1日目の様子はこちら。
2日目:シンポジウム6「 栄養の視点からみたサルコペニア、フレイル対策」
「摂食シグナル胆汁酸を感知する受容体TGR5による骨格筋機能維持機構」
◆東京大学大学院農学部生命科学研究科応用生命科学専攻食品生化学 佐藤先生のお話のポイント
・胆汁酸は摂食シグナルの1つ。
・マウスを使った研究では、以下の結果が出た。
①骨格筋におけるGタンパク質共益受容体を介したcAMP上昇による筋量増加骨格筋TGR5の活性化はサルコペニア予防に貢献する
②運動後の骨格筋ではTGR5の発現が上昇する
③骨格筋増加により糖代謝が改善される
「地域在住高齢者の食品摂取多様性とフレイル重症度との関わり」
◆東京都健康長寿医療センター研究所 本川先生による「口腔保健と栄養」のポイント
・国民健康、栄養調査結果より、地域住民における65歳以上の低栄養BMI20未満は5人に1人である。
・今までのフレイル予防栄養研究内容
①たんぱく質と十分なエネルギー摂取
②高たんぱく質の摂取
③ビタミンC、D、E葉酸の摂取
・板橋お達者検診2011コホートでは、食品摂取の多様性のみがフレイル発症、重症か予防に関連することが分かった。地域の住民に食品多様性を伝えるにはオーラルフレイルとの関連が重要である。
・咀嚼機能低下群では摂取食品に偏りがあり、サルコペニア、低栄養の関連があった。今後、食品摂取多様性の評価が重要と考えられる。
・配食サービスの増加が望まれるが、コンビニ、スーパーなど身近な市販弁当を有効なものにするのも一策である。
「入院リハ高齢者における栄養からみたサルコペニア・フレイル対策」
◆長崎リハビリテーション病院法人本部人材開発部、栄誉管理室 西岡先生のお話のポイント
・病前と入院時にADLが低く、嚥下能力が悪いと筋量が少ないとの横断研究結果が出た。
・脳卒中患者においては機能獲得に関連があるのは、BMIでなくSMI(骨格筋量)という解析結果が出た。
・食事が取れている人、エネルギーが取れていない人に必須アミノ酸を強化して効果があるかはまだ分からない
・多施設協働研究においてモニタリング回数が月1回よりも週1回のほうが体重減少を抑制したという結果が出た。
「栄養の視点からみたサルコペニアの摂食嚥下障害対策」
◆横浜市立大学付属市民総合医療センターリハビリテーション科 若林先生のお話のポイント
・老嚥とは喉のフレイルである。
・高度な侵襲の場合、1日に1kg筋崩壊が起こる。
・4学会(日本摂食嚥下リハビリテーション学会、日本リハビリテーション栄養学会、日本サルコペニア・フレイル学会、日本嚥下医学会)で合同ペーパーを作成中。

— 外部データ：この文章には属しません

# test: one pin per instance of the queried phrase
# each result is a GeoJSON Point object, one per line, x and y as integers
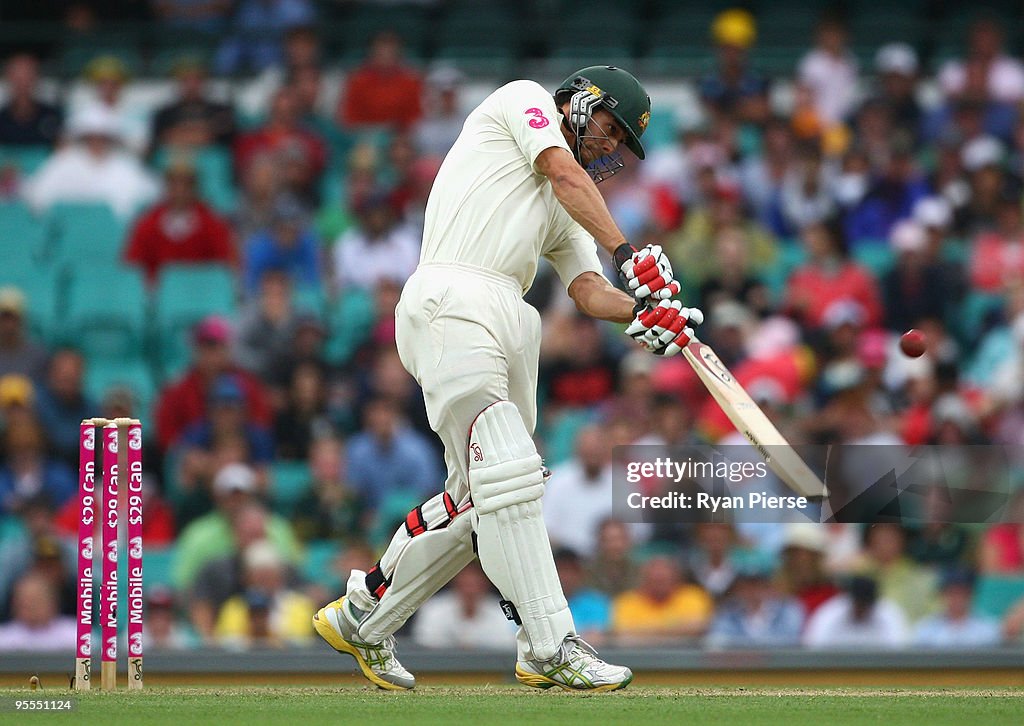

・理想体重×35kcalの栄養管理を行いながら、レジスタンストレーニングを実施すると効果的。
・全身にサルコペニアがある人には嚥下障害が見られた。
・入院する前のフレイルサルコペニアの高齢者を見つけて予防することが重要である。
フレイルとサルコペニア改善のために
本学会大会に参加し、フレイル、サルコペニアの改善のためには栄養が必須であり、管理栄養士として地域への働きかけも重要であると思いました。まずは、それぞれの職域の管理栄養士の立場で何ができるか考えていきたいですね。